Success will entail joining up the programmes of those national players who are seeking to help secure business customers and those in their supply chains across the UK with local support via channels they trust, at costs they can afford, using messages to which their leadership will relate.

One of the messages from the Data Breaches survey was that the NCSC guidance goes down well with those who access it, but far too many do not think it is relevant to them, until they are introduced to it by some-one they trust, who has put it into the context of their own business.

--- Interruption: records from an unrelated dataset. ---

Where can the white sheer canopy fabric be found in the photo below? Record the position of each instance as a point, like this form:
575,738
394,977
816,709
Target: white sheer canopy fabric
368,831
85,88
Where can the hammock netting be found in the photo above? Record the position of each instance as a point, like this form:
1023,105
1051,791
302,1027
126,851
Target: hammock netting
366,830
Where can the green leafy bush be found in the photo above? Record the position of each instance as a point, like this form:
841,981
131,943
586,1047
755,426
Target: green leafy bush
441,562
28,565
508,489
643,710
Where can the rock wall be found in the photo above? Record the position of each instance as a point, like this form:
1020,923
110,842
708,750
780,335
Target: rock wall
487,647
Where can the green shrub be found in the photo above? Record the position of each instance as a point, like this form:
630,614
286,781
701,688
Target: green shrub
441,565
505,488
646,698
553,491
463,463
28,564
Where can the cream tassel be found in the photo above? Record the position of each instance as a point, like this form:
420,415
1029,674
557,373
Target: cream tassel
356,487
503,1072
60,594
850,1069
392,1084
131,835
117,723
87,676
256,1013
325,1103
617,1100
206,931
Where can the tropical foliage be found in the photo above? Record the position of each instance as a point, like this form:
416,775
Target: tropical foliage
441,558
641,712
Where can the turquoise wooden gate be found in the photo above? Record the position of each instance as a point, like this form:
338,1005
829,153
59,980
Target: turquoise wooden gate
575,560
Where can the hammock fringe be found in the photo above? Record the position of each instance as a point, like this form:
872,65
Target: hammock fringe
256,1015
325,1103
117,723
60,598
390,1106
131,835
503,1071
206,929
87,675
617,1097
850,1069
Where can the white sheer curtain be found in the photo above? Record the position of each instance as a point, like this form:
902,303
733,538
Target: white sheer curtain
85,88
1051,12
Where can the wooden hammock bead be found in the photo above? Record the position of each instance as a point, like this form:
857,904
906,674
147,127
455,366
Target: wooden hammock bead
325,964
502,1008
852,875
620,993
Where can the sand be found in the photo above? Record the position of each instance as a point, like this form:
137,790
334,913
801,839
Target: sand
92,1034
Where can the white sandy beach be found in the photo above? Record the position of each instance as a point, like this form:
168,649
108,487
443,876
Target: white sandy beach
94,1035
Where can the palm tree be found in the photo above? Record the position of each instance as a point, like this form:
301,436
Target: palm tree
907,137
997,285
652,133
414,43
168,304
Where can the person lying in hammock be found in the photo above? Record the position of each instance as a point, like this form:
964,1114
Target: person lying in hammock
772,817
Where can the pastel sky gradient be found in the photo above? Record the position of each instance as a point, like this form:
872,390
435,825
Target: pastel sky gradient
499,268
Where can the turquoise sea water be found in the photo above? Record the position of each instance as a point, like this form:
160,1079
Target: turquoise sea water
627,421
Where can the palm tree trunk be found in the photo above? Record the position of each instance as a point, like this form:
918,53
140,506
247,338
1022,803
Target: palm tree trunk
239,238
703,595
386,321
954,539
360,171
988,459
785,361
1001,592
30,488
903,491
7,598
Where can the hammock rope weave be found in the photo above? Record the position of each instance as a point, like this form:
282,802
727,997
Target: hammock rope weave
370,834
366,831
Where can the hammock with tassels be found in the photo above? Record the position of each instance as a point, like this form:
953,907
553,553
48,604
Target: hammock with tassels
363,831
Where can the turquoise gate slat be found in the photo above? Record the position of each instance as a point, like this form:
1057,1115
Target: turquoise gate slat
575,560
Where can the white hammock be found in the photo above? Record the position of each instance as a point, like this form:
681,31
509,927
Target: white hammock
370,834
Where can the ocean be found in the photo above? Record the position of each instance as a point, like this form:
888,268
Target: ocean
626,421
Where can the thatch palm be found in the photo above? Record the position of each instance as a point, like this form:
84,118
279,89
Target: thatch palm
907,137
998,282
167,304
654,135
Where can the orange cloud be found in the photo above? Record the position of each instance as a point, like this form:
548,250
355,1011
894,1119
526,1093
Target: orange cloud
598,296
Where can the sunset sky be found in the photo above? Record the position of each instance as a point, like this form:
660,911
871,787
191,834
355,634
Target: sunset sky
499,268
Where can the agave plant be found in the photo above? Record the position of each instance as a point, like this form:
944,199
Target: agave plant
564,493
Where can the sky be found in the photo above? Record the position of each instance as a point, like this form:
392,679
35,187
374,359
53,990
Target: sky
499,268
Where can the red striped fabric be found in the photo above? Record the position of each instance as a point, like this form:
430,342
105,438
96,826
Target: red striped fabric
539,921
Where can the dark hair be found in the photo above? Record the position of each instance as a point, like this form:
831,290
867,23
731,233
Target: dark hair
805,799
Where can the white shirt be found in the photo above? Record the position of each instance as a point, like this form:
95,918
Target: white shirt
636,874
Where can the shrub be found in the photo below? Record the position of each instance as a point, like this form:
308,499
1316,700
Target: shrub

The deliverables need to include putting “cyber” messages into the context of reporting the rising tide of spam (text, phone, e-mail etc.) to some-one who will  something, realistic guidance on what to do if you (or one of your staff have responded) and how to reduce your exposure to risk, including of:

  • losing your ability to process credit cards (the most common business driver for action)
  • business and/or personal impersonation (with all the hassle entailed)
  • selling controlled goods to some-one under-age
  • your systems being used to access or host hosting illegal material

Hence the aim of working with and through the local channels, such as neighbourhood watch, business watch, schools and colleges (under heavier attack, often from their own pupils, than most businesses) and mainstream work experience and careers advice services for all age groups.

The meeting on the 26th is for DPA members and registered observers, but those interested in becoming members are welcome to attend as a “taster”. Before further participation they would be expected to join.  More details are available at: https://www.dpalliance.org.uk/join-us/.

P.S. It is just over a year since I made a call for 100,000 cyber volunteers to help handle the on-line security and impersonation challenges of Covid. Some listened. I recently sat in on meeting where I heard of those who helped secure the NHS. It is time to discuss how to exploit the flexibility that has existed since 2011, to allow security professionals to be both military reservists and special constables. The processes refer to the need for safeguards against abuse. We need to debate what those safeguards should be, and pilot them, locally, rather than treat the topic as “too difficult”.